SOS1-IT1 is upregulated under hypoxia and directly transactivated by HIF-1α
To further confirm whether SOS1-IT1 was a functional effector of hypoxia in EC progression, we treated Ishikawa cells with hypoxia or its chemical inducer CoCl2 for 24 h, and found the expression level of SOS1-IT1 was significantly increased (Figure 9A). Besides, the expression level of SOS1-IT1 was significantly decreased after knocking down HIF-1α, which is the main signaling pathway response component to hypoxia, both in normoxia and hypoxia condition (Figure 9 B-C). After detecting of the upstream region (~1KB upstream) of SOS1-IT1 gene by promoter sequence analysis, we found a putative HIF-1α binding site in the promoter region of SOS1-IT1 gene (Figure 9D). We generated the mutant binding site of the reporter constructs, following with luciferase assays after transfection of different reporter constructs in EC cells.
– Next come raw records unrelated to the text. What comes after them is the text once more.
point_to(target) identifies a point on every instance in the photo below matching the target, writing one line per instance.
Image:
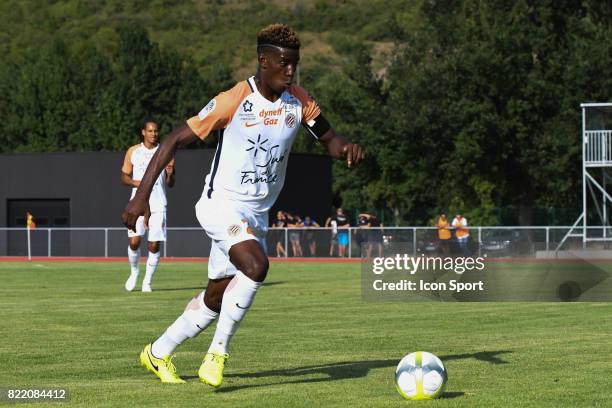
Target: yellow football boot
(161, 367)
(211, 370)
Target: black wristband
(318, 126)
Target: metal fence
(297, 242)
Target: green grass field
(309, 340)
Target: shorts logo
(234, 230)
(207, 109)
(290, 120)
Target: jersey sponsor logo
(270, 121)
(207, 109)
(272, 112)
(266, 172)
(290, 120)
(234, 230)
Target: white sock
(152, 262)
(237, 300)
(196, 317)
(133, 258)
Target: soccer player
(136, 160)
(261, 117)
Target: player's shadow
(348, 370)
(204, 287)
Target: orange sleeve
(218, 113)
(127, 162)
(310, 108)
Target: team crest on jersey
(290, 120)
(207, 109)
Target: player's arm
(316, 124)
(340, 148)
(170, 173)
(139, 205)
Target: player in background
(136, 160)
(261, 118)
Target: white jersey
(136, 161)
(251, 158)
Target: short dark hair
(148, 119)
(280, 35)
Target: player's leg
(251, 263)
(199, 313)
(152, 263)
(134, 238)
(156, 234)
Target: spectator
(294, 222)
(361, 234)
(444, 234)
(343, 230)
(375, 236)
(333, 224)
(309, 234)
(280, 222)
(462, 233)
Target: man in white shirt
(135, 164)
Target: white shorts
(227, 223)
(157, 227)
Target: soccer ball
(420, 376)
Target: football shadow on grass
(204, 287)
(348, 370)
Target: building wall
(91, 181)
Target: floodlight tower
(596, 160)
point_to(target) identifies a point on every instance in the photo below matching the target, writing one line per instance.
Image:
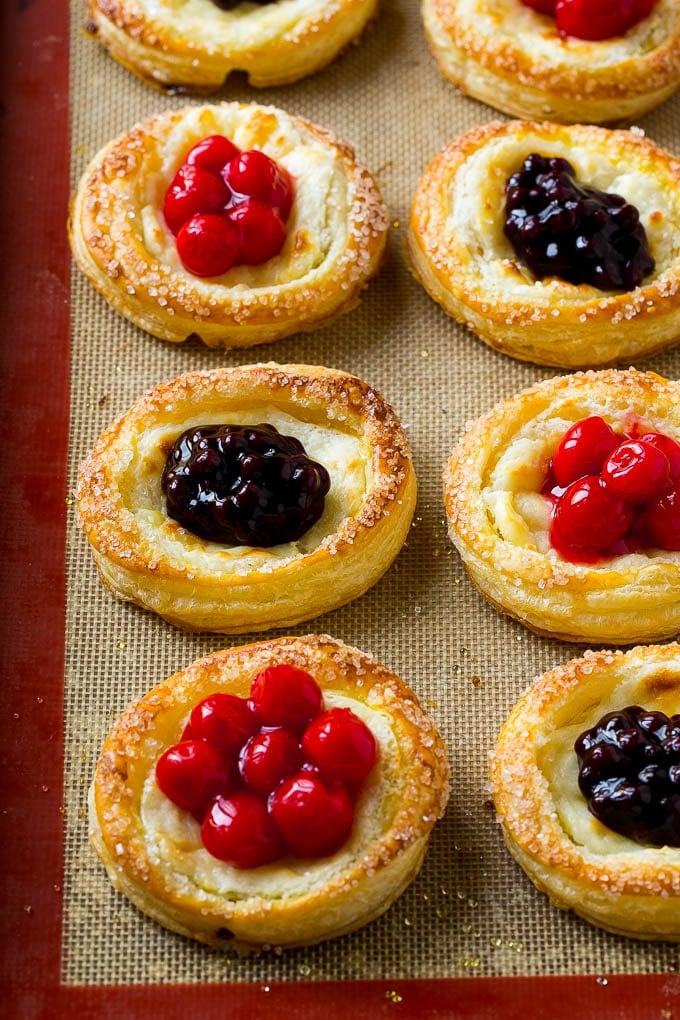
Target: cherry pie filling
(243, 485)
(227, 207)
(593, 19)
(613, 493)
(629, 773)
(270, 775)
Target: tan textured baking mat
(471, 911)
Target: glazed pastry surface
(153, 852)
(146, 557)
(500, 521)
(460, 254)
(513, 58)
(195, 45)
(612, 881)
(335, 235)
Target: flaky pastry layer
(500, 522)
(335, 235)
(612, 881)
(145, 557)
(460, 254)
(514, 59)
(195, 46)
(152, 850)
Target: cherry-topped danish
(236, 222)
(249, 498)
(555, 244)
(585, 778)
(581, 61)
(195, 45)
(275, 794)
(564, 503)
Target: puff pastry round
(335, 240)
(145, 557)
(152, 850)
(459, 252)
(194, 46)
(500, 521)
(513, 58)
(612, 881)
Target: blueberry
(629, 771)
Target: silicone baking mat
(471, 930)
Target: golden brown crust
(152, 850)
(459, 252)
(499, 521)
(145, 557)
(335, 241)
(194, 46)
(608, 879)
(513, 58)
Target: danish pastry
(155, 851)
(194, 46)
(209, 574)
(542, 527)
(582, 305)
(333, 234)
(625, 883)
(513, 58)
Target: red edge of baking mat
(35, 341)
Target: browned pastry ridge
(611, 880)
(145, 557)
(335, 235)
(152, 850)
(500, 521)
(460, 254)
(514, 59)
(194, 45)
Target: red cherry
(589, 515)
(542, 6)
(192, 773)
(208, 245)
(585, 19)
(662, 520)
(268, 758)
(636, 471)
(212, 153)
(193, 190)
(261, 231)
(224, 720)
(668, 447)
(313, 818)
(254, 174)
(285, 696)
(238, 829)
(582, 450)
(341, 745)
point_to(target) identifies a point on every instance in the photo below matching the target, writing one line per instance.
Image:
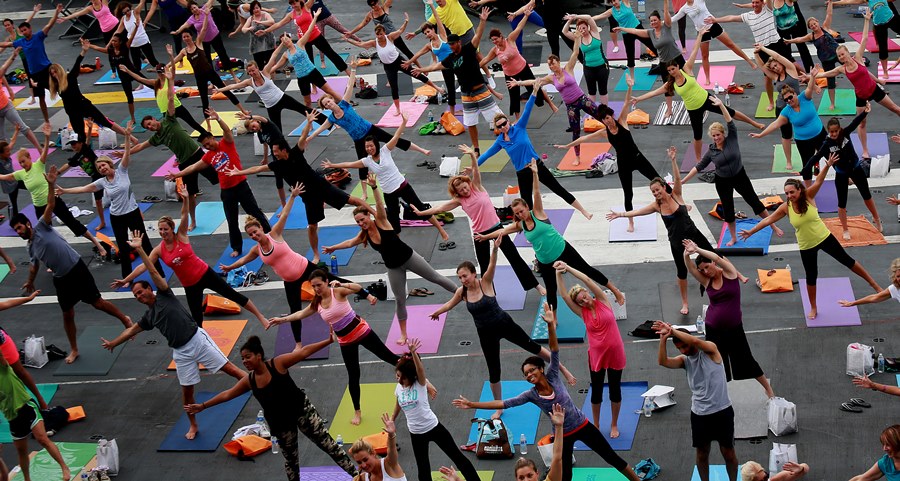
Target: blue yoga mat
(759, 240)
(108, 228)
(225, 258)
(643, 80)
(214, 424)
(518, 420)
(297, 219)
(569, 326)
(332, 235)
(628, 417)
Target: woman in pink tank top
(194, 274)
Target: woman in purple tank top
(724, 326)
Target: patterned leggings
(313, 427)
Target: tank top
(287, 263)
(282, 401)
(188, 267)
(547, 242)
(268, 92)
(593, 53)
(811, 231)
(724, 304)
(393, 251)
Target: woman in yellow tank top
(812, 234)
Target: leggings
(440, 436)
(830, 246)
(122, 226)
(313, 427)
(350, 353)
(215, 283)
(740, 183)
(615, 385)
(571, 257)
(626, 168)
(591, 436)
(519, 266)
(525, 178)
(489, 337)
(417, 265)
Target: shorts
(200, 349)
(77, 285)
(26, 419)
(477, 102)
(717, 427)
(877, 96)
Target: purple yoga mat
(559, 218)
(418, 326)
(314, 330)
(510, 294)
(830, 290)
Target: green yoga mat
(47, 392)
(374, 400)
(778, 164)
(844, 103)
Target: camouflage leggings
(313, 427)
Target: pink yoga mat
(830, 290)
(413, 111)
(418, 326)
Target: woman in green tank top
(812, 234)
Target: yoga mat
(412, 110)
(559, 218)
(830, 290)
(107, 229)
(314, 330)
(519, 420)
(589, 151)
(214, 423)
(862, 232)
(872, 45)
(224, 333)
(779, 162)
(47, 392)
(497, 162)
(418, 326)
(93, 359)
(569, 325)
(689, 160)
(508, 289)
(643, 80)
(759, 240)
(253, 266)
(629, 415)
(333, 235)
(644, 228)
(844, 103)
(374, 399)
(750, 414)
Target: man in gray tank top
(712, 418)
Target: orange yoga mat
(224, 333)
(862, 232)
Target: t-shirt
(465, 66)
(47, 246)
(226, 158)
(34, 51)
(172, 135)
(121, 197)
(171, 318)
(413, 400)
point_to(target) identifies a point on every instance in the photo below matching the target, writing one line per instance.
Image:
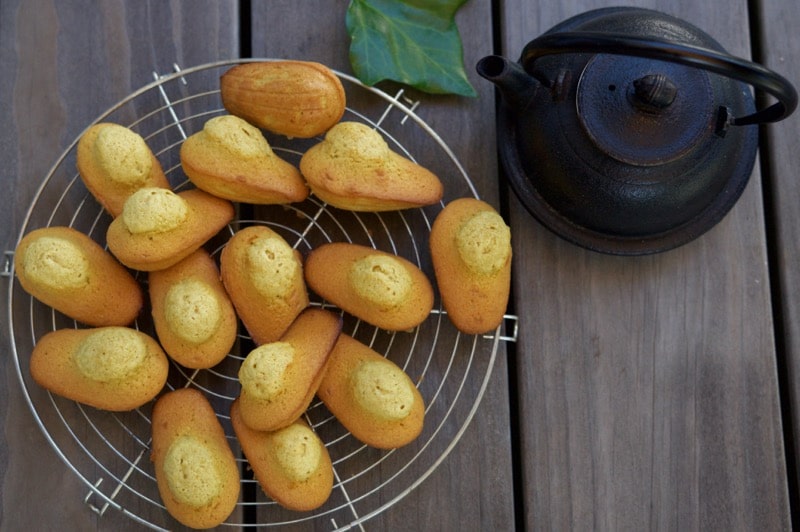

Under normoxia conditions, there was no much difference of luciferase activity in SOS1-IT1 wild type (WT) or mutant, as well as empty vector group. However, under hypoxic conditions, there was a nearly six-fold induction of luciferase activity in SOS1-IT1 WT construct. Mutation in SOS1-IT1 promoter decreased the luciferase activity to nearly basal levels caused by hypoxia (Figure 9E). Besides, the Chromatin immunoprecipitation (ChIP) assays confirmed that HIF-1α directly bind to the promoter region promoter of SOS1-IT1 (Figure 9F). Next, we knocked down HIF-1α, and found HIF-1α suppression remarkably repressed the luciferase density in cells with WT promoter, but not in mutant group (Figure 9G). Moreover, SOS1-IT1 silencing partially reduced EC cell proliferation ability by hypoxia condition or HIF-1α overexpression (Figure 9H-J). Totally, these results intensively indicated that SOS1-IT1 was upregulated under hypoxia and a direct transcriptional target of HIF-1α.